Sustainable action also provides economic benefits for companies
In its statement of reasons, the awarding committee attests Nils Kruse’s dissertation an “excellent scientific quality” and says it tackles a topic “that is of great relevance within business ethics (…) The global competition for the best talents has intensified and employees are more value-oriented and sensitive with regard to authentic communication.”
The award-winning dissertation is entitled “How Does Corporate Social Performance Affect (Prospective) Employees? An Experimental Investigation”. The researcher’s starting point is the observation that the “war for talents” plays a crucial role in corporate success. This is shown by discussions about the purpose of companies, criticism of the capitalist system and concerns about the global climate. Simultaneously, job seekers are attaching more and more importance to sustainability aspects. In this context, Nils Kruse develops decision-making tools that companies can use to determine whether and when assuming social responsibility pays off from an economic perspective.
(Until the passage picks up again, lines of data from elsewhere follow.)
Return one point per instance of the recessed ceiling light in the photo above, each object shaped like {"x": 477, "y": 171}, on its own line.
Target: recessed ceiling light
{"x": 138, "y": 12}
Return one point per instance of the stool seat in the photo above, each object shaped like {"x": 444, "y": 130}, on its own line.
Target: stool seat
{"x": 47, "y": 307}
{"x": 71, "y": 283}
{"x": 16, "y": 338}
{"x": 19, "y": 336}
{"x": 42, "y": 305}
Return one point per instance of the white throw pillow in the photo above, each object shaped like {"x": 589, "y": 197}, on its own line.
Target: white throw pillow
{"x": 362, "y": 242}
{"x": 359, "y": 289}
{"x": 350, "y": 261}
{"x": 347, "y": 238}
Potentials and limitations of the business case for corporate social responsibility (CSR)
Nils Kruse shows how companies can combine economic success with social responsibility. He addresses several research gaps in three studies, which he summarizes in his dissertation: An experimental study in South Korea adds a global perspective to the discussion. Thus, a contribution to more geographic diversity is made – as a complement to the predominantly “westernized” empirical surveys. By focusing on “hypocritical CSR communication”, possible negative aspects of corporate social responsibility are brought into focus.
In his dissertation, Nils Kruse concludes that the details of CSR implementation are crucial. Only well-implemented diversity measures, authentically communicated transformation and sustainable initiatives pay off for companies. Correspondingly, greenwashing can have a detrimental effect in the “war for talents”.